Stone Spring
{4.5/5} “What if Zesi was right? What if she had been driven mad by the horrors of the Great Sea? She was still only fifteen years old, after all. Sometimes she still had nightmares of the man with no face, her father’s corpse washed up by the sea. Who was she to shape the future? What if this nascent scheme to save Etxelur from the sea was just a fever dream?”
Stone Spring by Stephen Baxter, published in 2010
Ana is 14 and she’s becoming a woman. She lives in the village of Etxeler on the sea, with her grandmother. Two men come from Albia, as they do every 7 years — they do things differently there. They come to trade and talk — and maybe find a wife.

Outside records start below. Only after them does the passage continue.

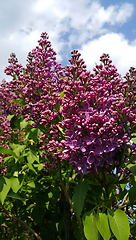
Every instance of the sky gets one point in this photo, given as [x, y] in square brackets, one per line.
[93, 27]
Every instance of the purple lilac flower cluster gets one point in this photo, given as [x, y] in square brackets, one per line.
[38, 86]
[97, 110]
[99, 114]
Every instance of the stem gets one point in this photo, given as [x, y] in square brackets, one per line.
[26, 226]
[81, 227]
[66, 207]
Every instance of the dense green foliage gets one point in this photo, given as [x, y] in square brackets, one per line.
[67, 150]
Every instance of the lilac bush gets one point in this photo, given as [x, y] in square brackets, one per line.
[85, 128]
[99, 115]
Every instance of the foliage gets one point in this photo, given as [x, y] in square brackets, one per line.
[67, 149]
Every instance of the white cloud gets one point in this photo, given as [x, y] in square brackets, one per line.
[122, 53]
[21, 23]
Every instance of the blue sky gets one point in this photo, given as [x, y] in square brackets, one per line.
[92, 27]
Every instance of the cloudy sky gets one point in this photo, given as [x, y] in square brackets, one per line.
[93, 27]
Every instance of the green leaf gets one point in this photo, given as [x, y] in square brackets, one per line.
[132, 194]
[7, 151]
[15, 196]
[31, 184]
[103, 225]
[62, 94]
[60, 129]
[30, 166]
[79, 196]
[38, 215]
[9, 117]
[133, 140]
[90, 229]
[119, 224]
[34, 134]
[31, 157]
[4, 188]
[16, 183]
[133, 168]
[18, 151]
[23, 124]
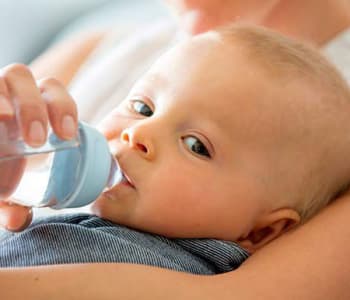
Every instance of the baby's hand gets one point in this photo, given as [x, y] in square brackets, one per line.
[36, 104]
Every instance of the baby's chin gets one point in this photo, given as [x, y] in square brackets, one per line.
[111, 210]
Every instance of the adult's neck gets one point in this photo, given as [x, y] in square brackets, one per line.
[316, 21]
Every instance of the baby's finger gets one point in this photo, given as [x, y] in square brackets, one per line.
[32, 112]
[61, 107]
[14, 217]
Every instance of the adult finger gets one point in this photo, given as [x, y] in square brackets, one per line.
[62, 110]
[32, 112]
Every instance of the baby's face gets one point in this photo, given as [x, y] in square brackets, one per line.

Ice Dreamer has been on the move forever. There are only 4 people left in her group. Mammoth Talker brings them to the site of a large number of bison killed by Cowards. He wants them to take some readily available meet, since there’s more than enough.
This is the first novel in the Northland trilogy.
It’s about hunters and fishers, far-ranging traders, and — the newest kind of people — city dwellers and dyke makers. It’s about people for whom nature is a big force in their lives.
If you enjoyed Kim Stanley Robinson’s Shaman, you’ll enjoy this one. It is pretty much historical fiction, but there’s a subtle alternate history component to it which will probably be stronger in the sequels.
I’ve read 17 books by Baxter. I previously reviewed World Engines: Creator.